Il est loin, le temps où une sardine suffisait à boucher le port… Scientifiques et pêcheurs doivent en convenir : le poisson se ferait plutôt rare, et la taille moyenne des prises diminue drastiquement. Parmi les sept milliards et demi d’habitants à nourrir sur notre petite planète bleue, bien malin celui qui voit clair au fond des mers : le défi d’une meilleure gestion des pêches pose de bien épineuses questions écologiques, économiques, culturelles, humaines, et autres… Et comme en toute chose, plus c’est compliqué, mieux ça marche pour les charlatans simplificateurs. En particulier, s’agissant de la pêche, s’ils jouent sur l’émotion de ceux qui vivent éloignés du monde maritime… mais pas forcément des cercles de pouvoir !
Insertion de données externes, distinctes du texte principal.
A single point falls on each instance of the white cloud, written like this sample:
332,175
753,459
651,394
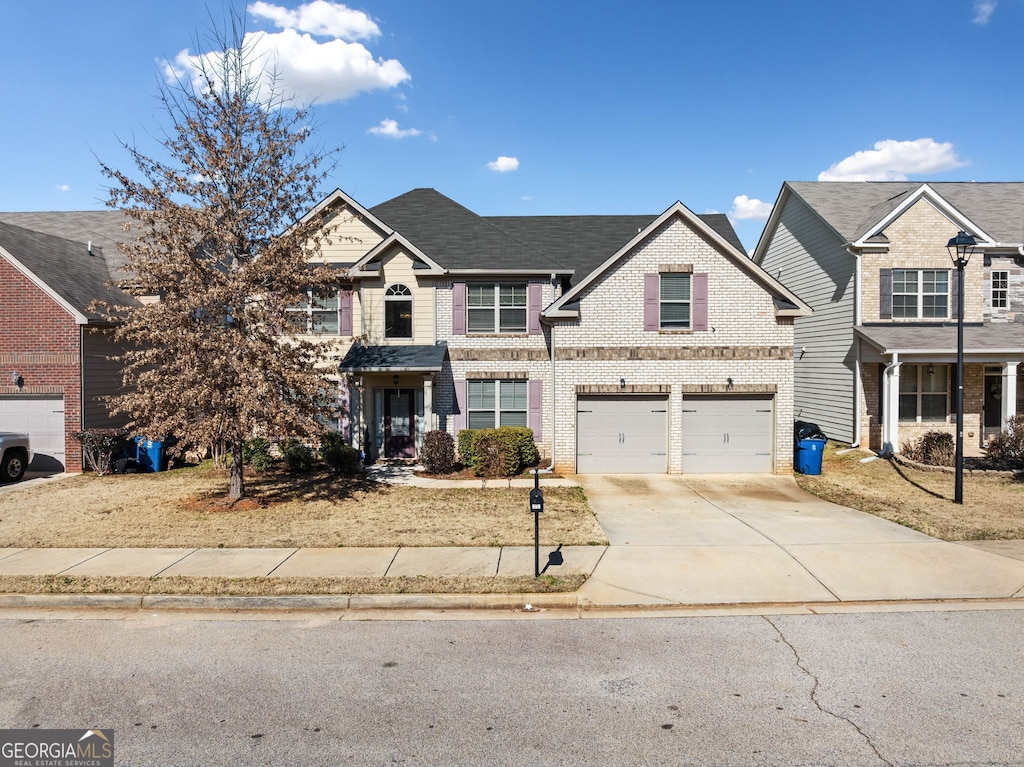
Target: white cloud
308,71
983,10
390,129
320,17
894,161
748,208
504,164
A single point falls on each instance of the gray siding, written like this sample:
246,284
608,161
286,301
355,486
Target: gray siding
100,378
808,258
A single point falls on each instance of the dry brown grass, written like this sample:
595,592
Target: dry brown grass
181,508
286,586
993,506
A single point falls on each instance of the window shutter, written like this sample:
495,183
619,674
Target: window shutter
534,307
885,294
459,309
954,294
651,286
345,318
536,408
459,417
699,301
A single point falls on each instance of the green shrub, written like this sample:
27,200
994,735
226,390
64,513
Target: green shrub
99,446
932,448
1009,443
343,459
437,453
298,458
502,452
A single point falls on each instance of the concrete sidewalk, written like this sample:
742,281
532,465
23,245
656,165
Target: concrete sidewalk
722,540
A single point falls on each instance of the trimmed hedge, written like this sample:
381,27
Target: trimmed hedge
498,453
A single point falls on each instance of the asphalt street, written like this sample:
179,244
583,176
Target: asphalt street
855,688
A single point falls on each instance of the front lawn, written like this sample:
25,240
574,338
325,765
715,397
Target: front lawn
993,505
180,508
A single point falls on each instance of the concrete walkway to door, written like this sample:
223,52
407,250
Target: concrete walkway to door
759,539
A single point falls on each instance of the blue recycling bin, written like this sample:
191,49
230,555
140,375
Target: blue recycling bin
808,458
150,455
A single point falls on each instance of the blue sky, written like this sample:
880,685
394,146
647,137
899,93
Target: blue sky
547,108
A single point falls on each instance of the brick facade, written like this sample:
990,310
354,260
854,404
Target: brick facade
43,343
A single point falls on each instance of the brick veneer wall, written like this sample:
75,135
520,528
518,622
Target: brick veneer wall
43,343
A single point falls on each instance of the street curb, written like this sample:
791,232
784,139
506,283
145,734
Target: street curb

Ce solide ouvrage de Didier Gascuel a pour premier mérite d’aborder ces questions de manière claire et rigoureuse, sans perspective réductrice. D’ailleurs, qu’on se le dise, malgré son titre, on n’y trouvera pas de solution miracle. Récusant la grille de lecture de la « tragédie des communs », qui voit le pillage irresponsable des ressources communes (non privatisées) comme une fatalité, il l’affirme : « S’il y a tragédie, c’est celle de la privatisation. » Hélas, la gestion de ces « communs » par les États et autres structures supranationales résulte trop souvent en surpêche, mesures contre-productives, fraudes ou « guerres du poisson » comme celle qui opposa les Islandais aux pêcheurs britanniques, appuyés par les canons de la Navy.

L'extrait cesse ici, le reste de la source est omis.